Joe Thorn writes Worship Out Loud in Note to Self. In this I am reminded that our day of rest, the Lord's Day, is at the end of our week, not the beginning. I like the notion that the Body of Christ coming together for His glory is the culmination of our praise through the week as opposed to a recharging experience to get us through the following days. Here are Thorn's thoughts:
"Ascribe to the Lord, O heavenly beings, ascribe to the Lordglory and strength. Ascribe to the Lord the glory due his name; worship the Lord in the splendor of holiness." PSALM 29:1–2
It’s pretty clear that sometimes you think about gathered worship in the wrong way. So let’s just clear up what it isn’t. Gathering with the church for Word, sacrament, prayer, and song was not commanded by God to put “gas in your tank” for the rest of the week. You know it is not a show meant to entertain you, but it’s also much more than a refresher. It is deeper than momentary inspiration, and it is bigger than simply “being fed.”
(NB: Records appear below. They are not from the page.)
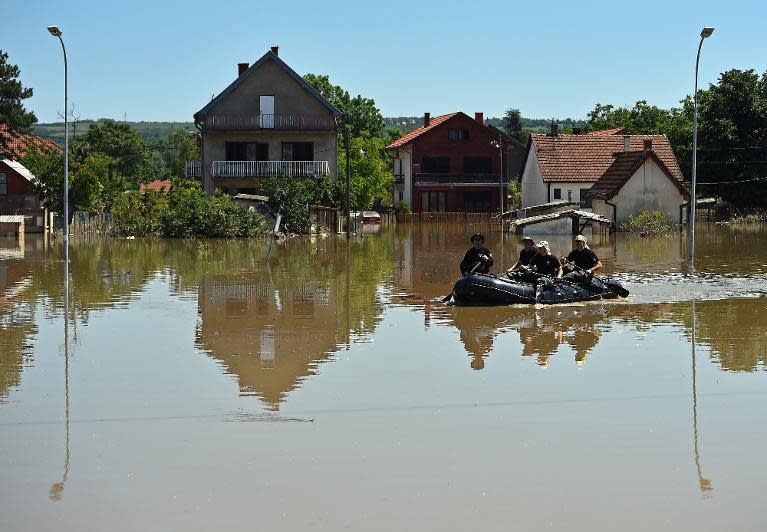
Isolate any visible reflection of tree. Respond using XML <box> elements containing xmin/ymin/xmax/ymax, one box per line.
<box><xmin>673</xmin><ymin>298</ymin><xmax>767</xmax><ymax>373</ymax></box>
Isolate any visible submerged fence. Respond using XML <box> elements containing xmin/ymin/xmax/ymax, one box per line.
<box><xmin>396</xmin><ymin>212</ymin><xmax>500</xmax><ymax>224</ymax></box>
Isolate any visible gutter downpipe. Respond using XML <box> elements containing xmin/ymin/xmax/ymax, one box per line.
<box><xmin>194</xmin><ymin>116</ymin><xmax>207</xmax><ymax>193</ymax></box>
<box><xmin>606</xmin><ymin>199</ymin><xmax>617</xmax><ymax>232</ymax></box>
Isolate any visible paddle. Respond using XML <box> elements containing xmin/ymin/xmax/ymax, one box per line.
<box><xmin>563</xmin><ymin>261</ymin><xmax>629</xmax><ymax>297</ymax></box>
<box><xmin>441</xmin><ymin>261</ymin><xmax>484</xmax><ymax>303</ymax></box>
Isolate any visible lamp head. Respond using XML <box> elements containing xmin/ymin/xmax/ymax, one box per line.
<box><xmin>47</xmin><ymin>25</ymin><xmax>62</xmax><ymax>37</ymax></box>
<box><xmin>700</xmin><ymin>27</ymin><xmax>714</xmax><ymax>38</ymax></box>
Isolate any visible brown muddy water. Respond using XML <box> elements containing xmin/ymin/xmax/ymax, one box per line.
<box><xmin>1</xmin><ymin>223</ymin><xmax>766</xmax><ymax>532</ymax></box>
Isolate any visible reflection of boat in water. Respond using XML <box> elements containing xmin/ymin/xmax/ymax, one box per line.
<box><xmin>450</xmin><ymin>270</ymin><xmax>629</xmax><ymax>306</ymax></box>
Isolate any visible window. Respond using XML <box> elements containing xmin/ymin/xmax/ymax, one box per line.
<box><xmin>463</xmin><ymin>191</ymin><xmax>491</xmax><ymax>212</ymax></box>
<box><xmin>260</xmin><ymin>95</ymin><xmax>275</xmax><ymax>128</ymax></box>
<box><xmin>398</xmin><ymin>191</ymin><xmax>404</xmax><ymax>202</ymax></box>
<box><xmin>422</xmin><ymin>156</ymin><xmax>450</xmax><ymax>173</ymax></box>
<box><xmin>0</xmin><ymin>172</ymin><xmax>6</xmax><ymax>195</ymax></box>
<box><xmin>421</xmin><ymin>191</ymin><xmax>447</xmax><ymax>212</ymax></box>
<box><xmin>553</xmin><ymin>188</ymin><xmax>561</xmax><ymax>200</ymax></box>
<box><xmin>579</xmin><ymin>188</ymin><xmax>592</xmax><ymax>208</ymax></box>
<box><xmin>463</xmin><ymin>157</ymin><xmax>492</xmax><ymax>174</ymax></box>
<box><xmin>448</xmin><ymin>128</ymin><xmax>469</xmax><ymax>140</ymax></box>
<box><xmin>281</xmin><ymin>142</ymin><xmax>314</xmax><ymax>161</ymax></box>
<box><xmin>225</xmin><ymin>142</ymin><xmax>269</xmax><ymax>161</ymax></box>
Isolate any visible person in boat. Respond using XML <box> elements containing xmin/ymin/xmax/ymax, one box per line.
<box><xmin>507</xmin><ymin>236</ymin><xmax>537</xmax><ymax>271</ymax></box>
<box><xmin>460</xmin><ymin>233</ymin><xmax>494</xmax><ymax>275</ymax></box>
<box><xmin>565</xmin><ymin>235</ymin><xmax>603</xmax><ymax>275</ymax></box>
<box><xmin>524</xmin><ymin>240</ymin><xmax>562</xmax><ymax>279</ymax></box>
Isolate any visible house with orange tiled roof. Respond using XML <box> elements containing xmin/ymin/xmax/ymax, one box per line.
<box><xmin>0</xmin><ymin>124</ymin><xmax>63</xmax><ymax>232</ymax></box>
<box><xmin>386</xmin><ymin>112</ymin><xmax>524</xmax><ymax>212</ymax></box>
<box><xmin>519</xmin><ymin>125</ymin><xmax>688</xmax><ymax>229</ymax></box>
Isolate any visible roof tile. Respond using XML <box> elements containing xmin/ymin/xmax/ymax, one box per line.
<box><xmin>386</xmin><ymin>113</ymin><xmax>457</xmax><ymax>149</ymax></box>
<box><xmin>0</xmin><ymin>124</ymin><xmax>62</xmax><ymax>160</ymax></box>
<box><xmin>531</xmin><ymin>131</ymin><xmax>684</xmax><ymax>184</ymax></box>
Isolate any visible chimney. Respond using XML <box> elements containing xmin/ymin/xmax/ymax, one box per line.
<box><xmin>549</xmin><ymin>121</ymin><xmax>559</xmax><ymax>137</ymax></box>
<box><xmin>475</xmin><ymin>112</ymin><xmax>484</xmax><ymax>124</ymax></box>
<box><xmin>238</xmin><ymin>63</ymin><xmax>249</xmax><ymax>77</ymax></box>
<box><xmin>643</xmin><ymin>138</ymin><xmax>653</xmax><ymax>153</ymax></box>
<box><xmin>424</xmin><ymin>112</ymin><xmax>431</xmax><ymax>128</ymax></box>
<box><xmin>623</xmin><ymin>135</ymin><xmax>630</xmax><ymax>152</ymax></box>
<box><xmin>270</xmin><ymin>46</ymin><xmax>279</xmax><ymax>56</ymax></box>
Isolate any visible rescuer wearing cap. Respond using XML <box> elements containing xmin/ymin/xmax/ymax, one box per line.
<box><xmin>566</xmin><ymin>235</ymin><xmax>603</xmax><ymax>274</ymax></box>
<box><xmin>507</xmin><ymin>236</ymin><xmax>537</xmax><ymax>272</ymax></box>
<box><xmin>459</xmin><ymin>233</ymin><xmax>494</xmax><ymax>275</ymax></box>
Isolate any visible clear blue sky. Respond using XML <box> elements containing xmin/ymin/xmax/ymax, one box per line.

Of course, gathering with the church and worshiping a risen Savior will feed, encourage, and equip you. It should also be one of the primary contexts in which God brings about real and lasting change in your life. Where else can you receive such concentrated doses of the gospel? However, this gathering does not exist only for your good. Its primary aim is the glory and pleasure of God.
Public worship is your response to the gospel, but it is a response meant to be expressed with other believers. It amounts to the collective offering of praise and adoration to God. You should think of worship as an opportunity to offer something to God, not just to receive something. You should come with the intention of offering your words, your mind, your heart, and your entire life to the God who has rescued you from sin, death, and hell itself. And when you gather for worship in this way, you can also come with the eager anticipation of grace from God. You will be convicted and encouraged, humbled and made strong by the Word and Spirit of God. And one other thing—you should think of public worship as the pinnacle of the week. It is not the catalyst that gives movement to the other six days as much as it is the goal toward which you are working throughout the week. Your week should consist of days of private and family worship in which you are being prepared to meet with God as a church family.
Stop thinking so small when it comes to the church gathering for worship. It is for God’s pleasure, your good, and the health of your church. Prepare for such a meeting with God today, and worship out loud with your brothers and sisters.